Table 9 Earnings effects of unemployment benefits expansion and contraction

5 Conclusions

This study investigates how the business cycle, as captured by the state benefit expansion/contraction measures it triggers, affects Work done from Home. We use over 150,000 daily activity diaries of the American Time Use Survey 2003–2019, along with Local Unemployment statistics and implementation dates of unemployment insurance expansion and contraction programs. During and after the Great Recession, unemployment benefit duration was extended considerably, from the usual 26 weeks, up to 99 weeks, with the timing and generosity of these measures varying substantially across states. While EB expansion and contraction measures are triggered by the state unemployment rate, individuals cannot anticipate the exact implementation date. Therefore, we implement an empirical design inspired by Regression Discontinuity Design, in which the days elapsed between the ATUS interview and the EB expansion/contraction implementation date serve as the running variable.

We find that the Great Recession, as tracked by the large variation in unemployment rates across states, is associated with a substantial drop in overall employment and with an increase in the probability of working from home for women. The causality analysis leads us to conclude that EB contractionary measures (which capture upswings in the business cycle) significantly increased overall employment (by over 4 percentage points, which corresponds to a 9% increase in employment), with work done from home increasing by 24% and work from the workplace by 7%. These findings conceal substantial heterogeneity. In particular, we conclude that EB contractions increased women’s employment by 8.5 percentage points, increasing the probability of working from the workplace by 7 percentage points and from home by 5 percentage points. Commuting also increased by 6 percentage points for women. The probability of doing some work both from the workplace and from home, and at unsocial hours (night-time or on a Sunday) almost doubled with EB cuts for women. Moreover, EB expansions (which proxy downswings in the business cycle), significantly increased women’s employment (only significant at the ten percent level) and women’s commuting. Almost none of these effects are significant for men. This could perhaps be explained by the fact that EB policy measures take place when the recession/recovery is already well underway, and perhaps many men have already lost/resumed their jobs by then. An alternative explanation hinges on women’s employment and hours being more responsive to the uncertainty thrown in by business cycle peaks and troughs.

The estimates are robust to several checks, including narrowing the sample-selection bandwidth, as well as dropping covariates, or dropping treated states one by one, or eliminating observations for days close to the cut-off from the estimation sample. In addition, our findings hold when controlling for occupation fixed effects (in addition to several hundred 4-digit industry fixed effects included in our model) or for the duration of state regular and total unemployment benefits.
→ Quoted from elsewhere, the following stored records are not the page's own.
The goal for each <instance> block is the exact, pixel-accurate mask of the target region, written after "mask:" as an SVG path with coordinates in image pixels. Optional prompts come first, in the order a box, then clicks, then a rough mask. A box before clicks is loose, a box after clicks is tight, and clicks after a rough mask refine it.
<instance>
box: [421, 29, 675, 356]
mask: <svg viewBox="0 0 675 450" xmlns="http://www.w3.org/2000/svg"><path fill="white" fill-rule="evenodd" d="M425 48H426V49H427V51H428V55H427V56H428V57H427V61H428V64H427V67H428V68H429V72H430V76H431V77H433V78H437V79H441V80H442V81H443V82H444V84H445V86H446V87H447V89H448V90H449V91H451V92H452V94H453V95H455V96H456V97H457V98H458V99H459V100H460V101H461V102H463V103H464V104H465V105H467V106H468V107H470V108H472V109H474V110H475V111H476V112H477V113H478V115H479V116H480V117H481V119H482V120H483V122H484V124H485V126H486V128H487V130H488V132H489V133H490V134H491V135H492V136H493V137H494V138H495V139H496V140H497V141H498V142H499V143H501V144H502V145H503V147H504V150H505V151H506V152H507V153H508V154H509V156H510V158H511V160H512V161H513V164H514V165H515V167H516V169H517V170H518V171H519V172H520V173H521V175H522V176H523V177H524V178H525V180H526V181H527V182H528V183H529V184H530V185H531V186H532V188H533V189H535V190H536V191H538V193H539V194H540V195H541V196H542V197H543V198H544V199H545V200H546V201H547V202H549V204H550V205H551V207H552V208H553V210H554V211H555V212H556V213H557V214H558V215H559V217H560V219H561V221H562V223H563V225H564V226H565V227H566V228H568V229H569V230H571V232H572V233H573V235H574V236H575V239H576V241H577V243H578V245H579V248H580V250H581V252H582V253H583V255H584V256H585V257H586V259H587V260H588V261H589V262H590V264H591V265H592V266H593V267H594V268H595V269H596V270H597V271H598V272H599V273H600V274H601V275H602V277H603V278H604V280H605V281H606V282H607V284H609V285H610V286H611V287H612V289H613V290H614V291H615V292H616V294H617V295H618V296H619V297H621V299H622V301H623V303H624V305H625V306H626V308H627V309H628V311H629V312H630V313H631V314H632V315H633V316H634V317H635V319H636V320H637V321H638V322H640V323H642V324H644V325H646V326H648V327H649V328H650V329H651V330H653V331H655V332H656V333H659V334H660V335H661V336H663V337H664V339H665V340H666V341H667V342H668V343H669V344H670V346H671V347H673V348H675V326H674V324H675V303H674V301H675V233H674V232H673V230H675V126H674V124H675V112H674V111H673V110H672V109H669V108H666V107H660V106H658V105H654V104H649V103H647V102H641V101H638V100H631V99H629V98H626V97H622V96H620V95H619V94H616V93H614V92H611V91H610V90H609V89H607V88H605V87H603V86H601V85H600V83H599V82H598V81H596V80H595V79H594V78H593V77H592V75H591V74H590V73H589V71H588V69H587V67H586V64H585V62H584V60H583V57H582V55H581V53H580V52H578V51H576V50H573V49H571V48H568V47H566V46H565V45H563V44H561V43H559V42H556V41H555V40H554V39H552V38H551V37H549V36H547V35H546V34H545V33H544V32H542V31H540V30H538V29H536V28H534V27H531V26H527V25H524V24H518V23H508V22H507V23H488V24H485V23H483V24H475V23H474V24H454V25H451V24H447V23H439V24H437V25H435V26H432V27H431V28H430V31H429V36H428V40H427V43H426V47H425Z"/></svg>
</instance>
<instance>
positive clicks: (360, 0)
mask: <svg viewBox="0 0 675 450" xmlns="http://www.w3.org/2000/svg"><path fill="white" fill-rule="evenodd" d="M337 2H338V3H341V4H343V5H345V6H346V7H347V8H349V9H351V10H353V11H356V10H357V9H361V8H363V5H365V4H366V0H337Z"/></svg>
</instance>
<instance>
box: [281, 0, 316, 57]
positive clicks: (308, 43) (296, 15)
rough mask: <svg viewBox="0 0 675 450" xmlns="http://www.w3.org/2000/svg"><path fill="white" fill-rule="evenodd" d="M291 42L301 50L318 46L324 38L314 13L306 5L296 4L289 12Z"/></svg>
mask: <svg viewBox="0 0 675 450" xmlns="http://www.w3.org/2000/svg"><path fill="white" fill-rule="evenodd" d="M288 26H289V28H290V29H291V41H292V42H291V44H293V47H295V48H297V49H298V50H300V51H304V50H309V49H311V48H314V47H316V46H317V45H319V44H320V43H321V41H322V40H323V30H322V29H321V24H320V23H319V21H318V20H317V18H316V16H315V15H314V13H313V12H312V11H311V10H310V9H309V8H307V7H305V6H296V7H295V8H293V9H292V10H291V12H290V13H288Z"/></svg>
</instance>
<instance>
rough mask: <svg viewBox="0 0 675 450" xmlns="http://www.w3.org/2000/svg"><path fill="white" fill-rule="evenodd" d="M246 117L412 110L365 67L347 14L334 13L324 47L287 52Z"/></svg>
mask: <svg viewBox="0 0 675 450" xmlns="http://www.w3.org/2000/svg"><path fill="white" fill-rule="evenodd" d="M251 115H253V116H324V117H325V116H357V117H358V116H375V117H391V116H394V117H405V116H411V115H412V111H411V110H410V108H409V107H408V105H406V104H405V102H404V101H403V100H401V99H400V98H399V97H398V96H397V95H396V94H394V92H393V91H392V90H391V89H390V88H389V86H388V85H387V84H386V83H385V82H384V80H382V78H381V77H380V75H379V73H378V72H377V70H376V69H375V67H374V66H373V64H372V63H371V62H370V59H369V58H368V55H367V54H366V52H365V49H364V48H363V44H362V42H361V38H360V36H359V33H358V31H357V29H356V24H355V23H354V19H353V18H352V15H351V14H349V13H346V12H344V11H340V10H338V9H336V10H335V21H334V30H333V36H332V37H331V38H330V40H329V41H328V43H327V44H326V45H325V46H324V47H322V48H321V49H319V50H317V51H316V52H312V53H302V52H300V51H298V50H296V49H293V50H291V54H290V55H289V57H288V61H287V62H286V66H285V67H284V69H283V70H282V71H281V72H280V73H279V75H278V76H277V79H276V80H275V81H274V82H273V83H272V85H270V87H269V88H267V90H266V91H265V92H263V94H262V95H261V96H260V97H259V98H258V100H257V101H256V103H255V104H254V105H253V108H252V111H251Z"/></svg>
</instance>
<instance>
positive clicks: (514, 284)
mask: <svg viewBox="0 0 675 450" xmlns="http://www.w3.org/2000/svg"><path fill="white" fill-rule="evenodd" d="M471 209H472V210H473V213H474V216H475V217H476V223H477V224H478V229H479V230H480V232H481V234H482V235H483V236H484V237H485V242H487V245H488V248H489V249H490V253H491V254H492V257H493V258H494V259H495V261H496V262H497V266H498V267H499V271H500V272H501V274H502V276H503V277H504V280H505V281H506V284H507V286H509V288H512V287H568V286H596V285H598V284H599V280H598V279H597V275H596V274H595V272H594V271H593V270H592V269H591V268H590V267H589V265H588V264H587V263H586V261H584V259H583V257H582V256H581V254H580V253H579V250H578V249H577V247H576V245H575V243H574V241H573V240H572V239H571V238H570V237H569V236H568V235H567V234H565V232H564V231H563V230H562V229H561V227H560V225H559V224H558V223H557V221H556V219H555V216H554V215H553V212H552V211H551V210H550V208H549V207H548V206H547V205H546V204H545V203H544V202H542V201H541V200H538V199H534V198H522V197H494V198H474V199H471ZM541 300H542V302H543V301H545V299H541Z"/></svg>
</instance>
By replicating the analysis for Blacks and other ethnic and racial minorities, we conclude that their employment and hours increased significantly in response to business cycle ups and downs. For them, employment increased by over 8 percentage points with either EB expansion or contraction measures. In particular, their night-time work and commuting increased significantly, but not work performed from home.

The evidence gathered indicates that women’s employment overall, including work from home, is responsive to business cycle ups and downs, which may also capture economic uncertainty. While recessions destroy mostly men’s jobs, women take up jobs with longer commutes in response to business cycle troughs. Women’s employment appears to be cyclical, with work from home but also from the workplace and commuting increasing with upswings in the business cycle.